Brandenburgs Bildungsminister Günter Baaske (SPD) nahm an der Preisverleihung teil

Brandenburgs Bildungsminister Günter Baaske (SPD) nahm an der Preisverleihung teil.

Quelle: Volkmar Maloszyk

Ebenfalls beim Regionalwettbewerb Brandenburg West vertreten waren die Heidelberg-Azubis Benjamin Woitzik und Joseph Hohmann. Sie stellten einen automatisch bremsenden Rollstuhl vor. Dieser soll verhindern, Rollstuhlfahrer bei Schrägen zurückrollen können. Wie seine beiden Kollegen ging zudem Philipp Leuchtenberger in der Kategorie Technik an den Start. Auch er ist ein Auszubildender bei Heidelberger Druckmaschinen. Sein Forschungsprojekt heißt „Ampelregulierung“ und befasst sich damit, dass Ampelfarben dank automatischer Regulierung der Ampelhelligkeit bei allen Lichtverhältnissen gut sichtbar sind, auch bei tief stehender Sonne.

Minister Günter Baaske wirbt für Schulen mit Mint-Profil

„Die Bandbreite der Projekte beeindruckt mich sehr“, sagte der Brandenburger Heidelberg-Personalleiter Marcus Kielmann anlässlich der Preisverleihung. Auch ZF-Standortleiter Frank Martin freute sich über die Themenvielfalt. „Das gibt unseren Azubis Inspiration und Ideen“, findet er. Martin stellte aber auch fest: „Das Interesse an technischen Fächern hat nachgelassen.“ Der Wettbewerb sei daher auch als Motivation zu verstehen, um neuen Nachwuchs für das Berufsfeld zu gewinnen. Für ZF und Heidelberger Druckmaschinen, die den Regionalwettbewerb als Paten seit 24 Jahren gemeinsam begleiten, stehe die Förderung der Jugend besonders im Fokus.

37 Projekte in sieben Fachgebieten

Beim Regionalwettbewerb Brandenburg West waren 69 Teilnehmer mit insgesamt 37 Projekten am Start. Sie stellten ihre Arbeiten in den sieben Fachgebieten Arbeitswelt, Biologie, Chemie, Geografie und Raumwissenschaften, Mathematik/Informatik, Physik und Technik vor.
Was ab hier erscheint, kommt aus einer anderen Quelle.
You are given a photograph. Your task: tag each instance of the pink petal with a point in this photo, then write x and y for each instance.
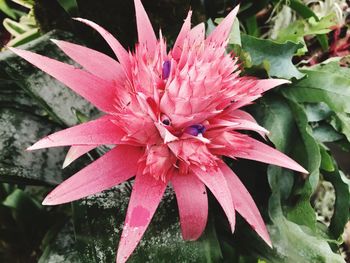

Die Schüler und Azubis kamen dabei aus Frankfurt (Oder), Potsdam, Falkensee, Hennigsdorf, Kleinmachnow, Hohen Neuendorf, Bernau, Königs Wusterhausen, Zeuthen, Schwarzheide und Brandenburg an der Havel.

Zwölf Projekte qualifizierten sich für den Landeswettbewerb am 7. und 8. April in Schwarzheide. Das Bundesfinale ist vom 26. bis 29. Mai in Paderborn geplant.

Die Wichtigkeit von „Jugend forscht“ lässt sich auch daran ablesen, dass selbst Brandenburgs Bildungs- und Jugendminister Günter Baaske (SPD) extra für die Veranstaltung in die Havelstadt gekommen ist. Aufgrund des aktuellen Fachkräftemangels warb er für Schulen, die sich verstärkt in den so genannten Mint-Fächer profilieren. Dabei handelt es sich um Fächer in den Bereichen Mathematik, Informatik, Naturwissenschaften und Technik. In Brandenburg an der Havel gebe es derzeit keine Schule mit Mint-Profil.